As his wife Maureen continued sleeping next to him, he briefly wondered "if homosexuality isn't a choice and if celibacy isn't the only biblical option for homosexuals other than loveless marriages between a man and a woman." He quickly asked himself "What if homosexuality isn't comparable to murder or bestiality at all? What if sex between two men shouldn't be prosecuted in the same way as incest, adultery, obscenity, and child pornography?"
Scalia continued his short-lived epiphany, "Maybe as a lifetime tenured figure in a central role in American governance, I should interpret law according to the constitution, not the Bible or my personal views… And maybe I could use my status as the longest-serving justice currently on the Supreme Court to protect individual rights rather than deny them!"
"But wait," a more common thought interjected, "the only ones dehumanizing gays are themselves. Homosexuality is a sin and an abomination to God." Scalia's rational thoughts continued to deteriorate, "Sodomy can be seriously unhealthy, not to mention unnatural. Jesus would want me to interpret the laws according to the Bible and our God-inspired constitution."
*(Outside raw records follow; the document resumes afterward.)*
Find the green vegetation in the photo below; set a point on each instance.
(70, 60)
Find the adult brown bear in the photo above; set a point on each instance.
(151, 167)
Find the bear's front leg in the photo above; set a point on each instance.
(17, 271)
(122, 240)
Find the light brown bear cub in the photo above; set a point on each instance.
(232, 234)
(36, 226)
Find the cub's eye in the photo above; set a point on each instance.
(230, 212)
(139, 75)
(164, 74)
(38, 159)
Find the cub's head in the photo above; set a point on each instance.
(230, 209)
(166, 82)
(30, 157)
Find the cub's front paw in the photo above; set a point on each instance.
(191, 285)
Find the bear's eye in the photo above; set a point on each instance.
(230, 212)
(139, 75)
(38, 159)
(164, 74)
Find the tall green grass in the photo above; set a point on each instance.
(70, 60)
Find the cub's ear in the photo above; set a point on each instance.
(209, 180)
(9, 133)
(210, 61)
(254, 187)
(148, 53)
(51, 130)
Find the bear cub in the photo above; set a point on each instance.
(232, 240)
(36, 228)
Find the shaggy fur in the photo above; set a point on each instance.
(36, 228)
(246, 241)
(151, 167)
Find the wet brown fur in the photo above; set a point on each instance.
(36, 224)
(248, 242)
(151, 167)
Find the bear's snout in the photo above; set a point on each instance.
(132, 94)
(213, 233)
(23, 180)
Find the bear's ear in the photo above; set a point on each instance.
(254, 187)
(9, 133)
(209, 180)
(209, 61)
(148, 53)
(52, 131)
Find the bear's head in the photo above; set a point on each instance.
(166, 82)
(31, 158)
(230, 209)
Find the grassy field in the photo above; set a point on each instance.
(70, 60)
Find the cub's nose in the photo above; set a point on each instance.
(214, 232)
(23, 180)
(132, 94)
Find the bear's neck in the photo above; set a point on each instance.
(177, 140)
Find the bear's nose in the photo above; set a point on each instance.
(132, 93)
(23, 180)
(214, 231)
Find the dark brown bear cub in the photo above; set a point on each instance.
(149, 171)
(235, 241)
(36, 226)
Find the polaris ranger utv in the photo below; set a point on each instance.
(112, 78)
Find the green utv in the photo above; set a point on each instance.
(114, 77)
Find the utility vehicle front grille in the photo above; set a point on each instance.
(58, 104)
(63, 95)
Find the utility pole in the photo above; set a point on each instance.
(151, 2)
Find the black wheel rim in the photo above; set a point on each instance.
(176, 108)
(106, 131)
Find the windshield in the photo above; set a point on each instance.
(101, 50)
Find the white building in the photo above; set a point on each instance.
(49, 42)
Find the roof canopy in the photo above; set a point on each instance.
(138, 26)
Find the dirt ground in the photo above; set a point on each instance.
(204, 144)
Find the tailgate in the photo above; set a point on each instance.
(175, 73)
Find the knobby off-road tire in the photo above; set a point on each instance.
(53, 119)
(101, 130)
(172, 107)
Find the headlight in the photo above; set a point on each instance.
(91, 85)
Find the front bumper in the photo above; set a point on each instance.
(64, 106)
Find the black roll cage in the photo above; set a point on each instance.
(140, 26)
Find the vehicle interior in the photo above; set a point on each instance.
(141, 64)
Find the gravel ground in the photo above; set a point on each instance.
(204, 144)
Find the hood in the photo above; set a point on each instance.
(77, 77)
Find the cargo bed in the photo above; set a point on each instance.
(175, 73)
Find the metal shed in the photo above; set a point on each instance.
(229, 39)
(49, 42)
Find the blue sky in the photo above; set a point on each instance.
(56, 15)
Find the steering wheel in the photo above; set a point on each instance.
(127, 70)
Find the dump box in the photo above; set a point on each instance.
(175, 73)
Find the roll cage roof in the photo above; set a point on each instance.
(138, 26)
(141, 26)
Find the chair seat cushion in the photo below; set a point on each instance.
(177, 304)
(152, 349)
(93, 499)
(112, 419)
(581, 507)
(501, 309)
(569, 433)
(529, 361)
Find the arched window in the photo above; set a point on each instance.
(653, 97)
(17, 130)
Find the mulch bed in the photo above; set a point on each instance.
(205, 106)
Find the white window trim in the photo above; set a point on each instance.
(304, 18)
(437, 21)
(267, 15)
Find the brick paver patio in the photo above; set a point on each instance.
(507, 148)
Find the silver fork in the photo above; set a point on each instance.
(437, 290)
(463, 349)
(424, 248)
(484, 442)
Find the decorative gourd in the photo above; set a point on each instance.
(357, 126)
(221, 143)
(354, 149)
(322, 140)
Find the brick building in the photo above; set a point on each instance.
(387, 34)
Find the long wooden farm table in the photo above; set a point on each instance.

As the last moments of his lucidity passed, Scalia concluded during his short time of self-doubt that "God is more important than my country, my church, and ultimately the people it discriminates against," stating to himself that a sudden renewed belief in God is the most important thing he needs to remember when applying the law. "My God isn't simply the God I believe in, but the God I want to believe in and need to believe in to justify my rulings," Scalia told himself as he got out of bed.
Once again ending all thought on whether or not he is acting as a Christian the way God intended or if his beliefs should even be in consideration when ruling on civil rights, Justice Antonin Scalia returned to his chambers to prepare for two historic gay marriage cases that he will be hearing oral arguments on this week.